Instructions for Building Chimney Ground Hunting Blind

hunting ground blind materials


  1. Create TWO 4 1/2 ft by 24 ft pieces consisting of 54" wide burlap sewed to 54" wide lightweight camo polyester mesh. This requres about 48 ft (16 yards) of each type of material.
  2. With the burlap sides facing in, sew the two pieces of step 1 together at an edge, creating about a 9 ft by 24 ft piece that consists of burlap on the outside and camo polyester on the inside. See image in step 3. Note that you will not want the sewn edge showing on the burlap side but rather on the inside polyester side.
  3. With the burlap side facing down, sew ends of the 9 by 24 piece together, creating a large cylinder about 9 ft high and 24 feet in circumference (12 ft across when flattened out). Note that pieces are most easily sewn together by placing the edges together flat against each other and sewing several times an inch in or so, as shown below.
    chimney blind
  4. On flattened out cylinder that is turned inside out so burlap side is in, sew diagonally, as shown below, to create "funnel" in top that goes to chimney. Cut off excess from diagonal areas. Again, remember that you want the sewn edges on the inside polyester side, not the burlap side.
    deer hunting blind
  5. Create chimney from 3 yds of tight weave stronger material by sewing about 14" in from edge. Make chimney piece about 7 1/2 feet long. See photos below. Sew on the non-camo side so when finished the seam will be inside.
    deer hunting blind
  6. With the blind and chimney both turned inside out, sew the chimney to the funnel shaped blind. This is a bit tricky, but can be done on a machine. Also, it can be done by hand but would be tedious. See the photo below. Place at least 2 or 3 stiches. blind seams
  7. Sew end of chimney about 1" from the edge to create a place for a metal rod to go around opening. Threadr 3/16" rod through this opening to form a circle about 9" in diameter. Attach wire to this as shown below. hunting blind top
  8. In 5-ft 1x2 sticks, drill holes so that large pole barn spikes may be hammered in without splitting the wood. Insert the spikes and then cut off the ends with a hacksaw.

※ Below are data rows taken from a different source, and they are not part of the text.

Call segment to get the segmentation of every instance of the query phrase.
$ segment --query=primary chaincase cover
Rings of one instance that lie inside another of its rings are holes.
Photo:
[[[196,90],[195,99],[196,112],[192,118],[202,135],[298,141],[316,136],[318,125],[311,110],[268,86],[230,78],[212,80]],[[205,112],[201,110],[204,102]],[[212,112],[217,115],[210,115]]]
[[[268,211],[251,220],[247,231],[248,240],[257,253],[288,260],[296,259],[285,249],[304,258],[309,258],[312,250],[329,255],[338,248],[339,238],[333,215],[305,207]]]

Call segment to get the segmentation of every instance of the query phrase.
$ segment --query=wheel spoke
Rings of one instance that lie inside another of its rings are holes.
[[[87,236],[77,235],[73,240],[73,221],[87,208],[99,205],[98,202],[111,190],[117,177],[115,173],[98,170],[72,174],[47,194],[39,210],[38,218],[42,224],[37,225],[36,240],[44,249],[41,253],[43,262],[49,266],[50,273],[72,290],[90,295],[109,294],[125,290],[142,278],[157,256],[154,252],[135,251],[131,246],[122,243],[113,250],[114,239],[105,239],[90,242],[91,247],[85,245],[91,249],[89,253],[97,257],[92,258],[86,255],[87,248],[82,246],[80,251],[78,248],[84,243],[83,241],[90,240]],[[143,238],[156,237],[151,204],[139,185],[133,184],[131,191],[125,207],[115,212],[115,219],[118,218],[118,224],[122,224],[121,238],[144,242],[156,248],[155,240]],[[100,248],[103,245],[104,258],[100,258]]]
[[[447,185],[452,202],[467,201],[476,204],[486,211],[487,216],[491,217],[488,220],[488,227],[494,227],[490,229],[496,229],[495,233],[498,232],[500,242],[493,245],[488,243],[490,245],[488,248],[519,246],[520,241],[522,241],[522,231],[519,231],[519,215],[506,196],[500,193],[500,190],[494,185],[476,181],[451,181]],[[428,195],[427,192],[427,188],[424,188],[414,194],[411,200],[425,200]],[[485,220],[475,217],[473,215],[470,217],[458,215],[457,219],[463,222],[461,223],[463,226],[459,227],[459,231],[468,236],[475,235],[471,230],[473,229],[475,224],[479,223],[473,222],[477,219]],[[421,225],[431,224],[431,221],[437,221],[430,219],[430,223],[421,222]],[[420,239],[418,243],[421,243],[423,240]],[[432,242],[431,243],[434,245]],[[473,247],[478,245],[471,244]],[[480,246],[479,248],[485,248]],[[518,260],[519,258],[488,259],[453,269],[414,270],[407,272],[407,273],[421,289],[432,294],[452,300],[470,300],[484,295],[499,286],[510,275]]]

  9. In three of the sticks, drill a 4" hole in big enough for the pole barn spike of another stick to fit in, creating a 10+ long sick.
    deer blind
  10. Create a hanger from the 3/16" rod that can be placed on the end of one of the sticks. The hanger is shown below. Also, it is helpful to insert an eyelet on several of the sticks, as shown. Also, Create a rope weight from a scrap chunk of wood with an eyelet screwed in the end.
    end hook
  11. Set up your blind (see video below). After it is set up and you have the seat in it that you plan to sit on, cut out windows to suit your window. You may wish to use velcro strips as fastteners. You can also get some shoot through material if you want. I leave it up to you.